Notre Musique didn’t get much attention in the States. Philippe Garrel, among others consider it among the best and most major films of Godard’s career. Godard’s cinema is one that interrogates, with much humour, the functioning of images, the functioning of cinema itself. Notre Musique interrogates the ability to speak against conflict without resembling the side with which one is conflicting, in the hope, that “unlike Hawks I can understand that a woman is different from a man.”

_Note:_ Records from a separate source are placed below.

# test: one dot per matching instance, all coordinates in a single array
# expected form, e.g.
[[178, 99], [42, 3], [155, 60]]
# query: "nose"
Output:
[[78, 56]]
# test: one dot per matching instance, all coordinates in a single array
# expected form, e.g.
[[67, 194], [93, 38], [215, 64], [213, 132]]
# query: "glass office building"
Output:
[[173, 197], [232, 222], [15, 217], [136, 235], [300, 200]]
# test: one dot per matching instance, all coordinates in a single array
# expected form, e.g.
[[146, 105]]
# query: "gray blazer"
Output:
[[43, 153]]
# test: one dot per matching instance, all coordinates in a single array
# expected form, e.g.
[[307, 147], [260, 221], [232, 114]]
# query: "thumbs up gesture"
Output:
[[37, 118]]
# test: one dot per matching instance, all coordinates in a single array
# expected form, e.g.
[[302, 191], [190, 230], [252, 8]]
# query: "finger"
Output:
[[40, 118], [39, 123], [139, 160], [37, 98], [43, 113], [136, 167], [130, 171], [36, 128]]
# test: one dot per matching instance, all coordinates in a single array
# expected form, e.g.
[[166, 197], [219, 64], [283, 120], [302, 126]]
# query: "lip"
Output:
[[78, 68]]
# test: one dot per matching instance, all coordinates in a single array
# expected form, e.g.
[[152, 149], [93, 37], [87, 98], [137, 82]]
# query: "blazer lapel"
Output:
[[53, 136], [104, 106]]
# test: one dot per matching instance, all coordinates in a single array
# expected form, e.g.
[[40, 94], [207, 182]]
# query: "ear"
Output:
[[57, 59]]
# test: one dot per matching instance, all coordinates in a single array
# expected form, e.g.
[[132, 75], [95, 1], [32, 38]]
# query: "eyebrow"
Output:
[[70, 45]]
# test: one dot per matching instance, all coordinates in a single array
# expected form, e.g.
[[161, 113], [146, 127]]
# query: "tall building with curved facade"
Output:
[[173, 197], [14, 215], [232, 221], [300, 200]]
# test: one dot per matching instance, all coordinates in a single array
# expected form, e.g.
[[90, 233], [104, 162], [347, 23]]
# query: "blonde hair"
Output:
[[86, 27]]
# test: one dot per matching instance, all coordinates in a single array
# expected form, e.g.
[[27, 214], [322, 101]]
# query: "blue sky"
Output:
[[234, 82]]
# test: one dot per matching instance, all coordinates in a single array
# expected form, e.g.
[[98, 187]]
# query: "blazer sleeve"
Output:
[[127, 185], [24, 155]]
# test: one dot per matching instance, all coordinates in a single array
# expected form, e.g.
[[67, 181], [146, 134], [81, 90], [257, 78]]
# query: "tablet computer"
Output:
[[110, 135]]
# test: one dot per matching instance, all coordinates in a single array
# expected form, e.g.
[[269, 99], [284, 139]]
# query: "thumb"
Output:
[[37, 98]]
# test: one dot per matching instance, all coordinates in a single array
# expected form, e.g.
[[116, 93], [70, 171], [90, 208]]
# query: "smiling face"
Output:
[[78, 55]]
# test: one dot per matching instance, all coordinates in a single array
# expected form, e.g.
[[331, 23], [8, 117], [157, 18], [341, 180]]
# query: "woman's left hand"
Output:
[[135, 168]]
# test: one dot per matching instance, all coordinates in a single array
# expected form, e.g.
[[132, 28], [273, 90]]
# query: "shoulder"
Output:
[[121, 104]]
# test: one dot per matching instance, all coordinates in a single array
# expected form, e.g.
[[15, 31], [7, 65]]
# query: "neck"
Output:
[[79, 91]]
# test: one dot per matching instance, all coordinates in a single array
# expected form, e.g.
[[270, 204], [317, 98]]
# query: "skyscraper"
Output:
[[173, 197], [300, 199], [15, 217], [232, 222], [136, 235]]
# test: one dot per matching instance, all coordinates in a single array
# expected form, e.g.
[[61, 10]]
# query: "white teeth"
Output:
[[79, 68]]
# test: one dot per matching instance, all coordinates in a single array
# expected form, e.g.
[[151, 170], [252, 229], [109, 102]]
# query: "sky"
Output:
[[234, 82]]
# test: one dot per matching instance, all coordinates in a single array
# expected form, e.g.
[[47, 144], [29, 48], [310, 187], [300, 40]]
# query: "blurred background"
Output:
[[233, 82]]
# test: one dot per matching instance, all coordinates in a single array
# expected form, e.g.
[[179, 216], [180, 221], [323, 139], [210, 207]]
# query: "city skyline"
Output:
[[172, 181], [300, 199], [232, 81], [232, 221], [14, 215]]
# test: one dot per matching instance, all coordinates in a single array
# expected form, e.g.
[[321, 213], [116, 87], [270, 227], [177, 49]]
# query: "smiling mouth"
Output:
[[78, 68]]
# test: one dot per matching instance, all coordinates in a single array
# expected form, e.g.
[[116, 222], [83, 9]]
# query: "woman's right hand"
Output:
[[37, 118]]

Les amants réguliers/Regular Lovers – 2005 – Philippe Garrel



Garrel described his film about May ’68 as a B-Film to Bernardo Bertolucci’s The Dreamers. He used the same actor, his own son, Louis Garrel and used some of the same extras. His film of course is a wholly different thing. It aims to subscribe to the New Wave film policy that Vigo’s L’Atalante is the most beautiful film in the world whereas Bertolucci said the 60s were the coolest period in history. This austere portrait of disaffected youth and the collapse of utopian dreams from the 60s feels like a lived memory more than a period recreation. The use of black-and-white by the great William Lubtschansky enhances the immediacy as does the anachronistic use of This Time Tomorrow from Lola vs. Powerman and the Moneygoround, Part One by The Kinks.

Of Time and the City – 2008 – Terence Davies

Terence Davies in this film and elsewhere mourns the fading of traditions and the passing of time. Yet by re-creating the Liverpool of his youth, by showing in detail the careful disintegration of the world of his often imperfect and tormented childhood, he recreates or rebuilds the bridges to the old traditions. Partly it’s through the use of the poetry excerpts in his voice-over, it’s also there in the amazing rhythmic editing of the archival footage mixed with the modern footage shot on digital. Of Time and the City returns the documentary form(which Davies notes is British in origin) to that of its roots, the great Humphrey Jennings’ Listen to Britain. Hopefully England's finest active film-maker can get more films of the ground in the wake of this film's artistic success.